Tapi sebenernya kita juga punya side job lainnya, yaitu menyenangkan atasan dan klien (ea, kosakata khas makhluk yang tadinya ingin jadi pekerja korporat) -- artinya menyenangkan dokter yang kita ikuti dan pasien. Kadang kita merangkap jadi teman bicara dan diskusi dokternya. Nggak harus soal pelajaran, tapi apa aja -- point of view dalam kehidupan in general, politik, olahraga (bahkan ngomongin rekomendasi tempat makan dan juga kamera yang bagus) dan hal-hal lainnya yang super fun dan pasti tidak terduga. Selain itu, kadang koas jadi tempat curhat pasien... Kalo koasnya suka ngobrol atau ngedengerin cerita, pasti follow up pasiennya lama. Nggak jarang pasien yang suka ngobrol di follow up paling belakangan supaya ngobrolnya bisa maksimal. Tapi nggak papa sih, kadang koas-koas jenis ini (pendengar yang baik dan penerima curhat) sangat disayang pasien, mulai dari ditawarin ngemil sampe ditawarin jadi menantu (I KID YOU NOT).

Di sini, para koas dapat mengobrol dan bahkan ditawari menjadi menantu oleh pasien.

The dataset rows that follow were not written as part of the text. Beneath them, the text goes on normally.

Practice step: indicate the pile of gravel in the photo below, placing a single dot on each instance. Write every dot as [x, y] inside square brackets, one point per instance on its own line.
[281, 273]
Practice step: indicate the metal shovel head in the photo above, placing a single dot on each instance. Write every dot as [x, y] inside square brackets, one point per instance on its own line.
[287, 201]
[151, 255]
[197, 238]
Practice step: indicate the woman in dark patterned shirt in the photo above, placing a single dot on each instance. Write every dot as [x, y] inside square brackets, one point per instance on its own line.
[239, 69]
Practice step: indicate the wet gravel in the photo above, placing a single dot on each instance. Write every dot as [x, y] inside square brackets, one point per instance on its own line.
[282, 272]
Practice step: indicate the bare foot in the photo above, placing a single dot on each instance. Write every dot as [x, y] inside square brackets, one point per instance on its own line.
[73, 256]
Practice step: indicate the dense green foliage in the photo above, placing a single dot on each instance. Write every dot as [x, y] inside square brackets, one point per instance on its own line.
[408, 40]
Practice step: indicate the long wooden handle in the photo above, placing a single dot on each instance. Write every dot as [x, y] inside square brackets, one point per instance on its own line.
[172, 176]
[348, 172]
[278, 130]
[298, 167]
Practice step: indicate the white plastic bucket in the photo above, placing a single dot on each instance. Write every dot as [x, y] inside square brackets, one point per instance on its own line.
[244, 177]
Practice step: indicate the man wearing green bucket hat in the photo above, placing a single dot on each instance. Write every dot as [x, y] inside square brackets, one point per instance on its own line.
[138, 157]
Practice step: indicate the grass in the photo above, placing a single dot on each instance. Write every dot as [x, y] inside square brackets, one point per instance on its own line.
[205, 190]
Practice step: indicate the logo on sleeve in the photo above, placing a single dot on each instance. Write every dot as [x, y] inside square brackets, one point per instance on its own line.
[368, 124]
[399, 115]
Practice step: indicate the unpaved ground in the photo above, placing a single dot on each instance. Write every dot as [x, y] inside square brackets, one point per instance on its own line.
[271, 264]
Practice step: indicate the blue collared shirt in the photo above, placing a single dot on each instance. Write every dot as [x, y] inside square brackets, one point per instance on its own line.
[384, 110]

Q: Kok lo nggak bisa pergi siang ini? Kan semalam lo abis jaga, emang nggak ada liburnya?
A:
MOHON MAAAAVV sebelumnya. Karena kami adalah kumpulan makhluk yang secara teknis tidak hanya bekerja, melainkan juga belajar dan belajar tidak pernah kenal waktu, jadilah habis jaga malam di malam weekdays (misal, jaga Senin malam, Selasa malam, Jumat malam -- you name it, weekdays), besoknya kami beraktivitas seperti biasa. Tetap bertugas di pos masing-masing (poli, bangsal, kamar operasi, atau dimanapun). Setelah jam kerja siang selesai (atau setelah disuruh pulang oleh dokter yang kita ikuti), baru kita pulang.

Kadang ada yang cukup nekat juga ambil 2 hari jaga berturut-turut (dulu, waktu gue masih agak mudaan juga kuat ambil 2-3 hari jaga berturut-turut), tapi bisakah kamu bayangkan:
Senin pagi aktivitas biasa sampai siang
Senin sore sampai Selasa pagi jaga
Selasa pagi aktivitas biasa sampai siang
Selasa sore sampai Rabu pagi jaga
Rabu pagi aktivitas biasa sampai siang
Kemudian mati suri

Ya kurang lebih seperti itu.

Tapi tetep kalau jaga Sabtu malam, ya Minggu paginya lepas jaga, libur. Atau kalau di rumah sakit yang aktivitasnya cuma Senin-Jumat dan Sabtu dihitung libur, kalau jaga Jumat malam, ya Sabtu paginya lepas jaga, langsung libur.

Thank you for this awesome gif, Giphy!

Q: Din, ambil spesialis apa? Lo jadi spesialis bedah ya sekarang?
A:
Ini termasuk pertanyaan yang paliiiing sering ditanyakan orang.

Tidak begitu banyak yang tahu bahwa hierarki pendidikan kedokteran di Indonesia tidak sesimpel itu. Masih banyak yang mengira, kalau memang dari awal mau jadi spesialis bedah, pasti orang itu akan langsung ambil spesialis bedah. Masih juga banyak yang mengira bahwa kalau mau jadi dokter yang jago semuanya, dia ambil spesialis dokter umum. Banyak.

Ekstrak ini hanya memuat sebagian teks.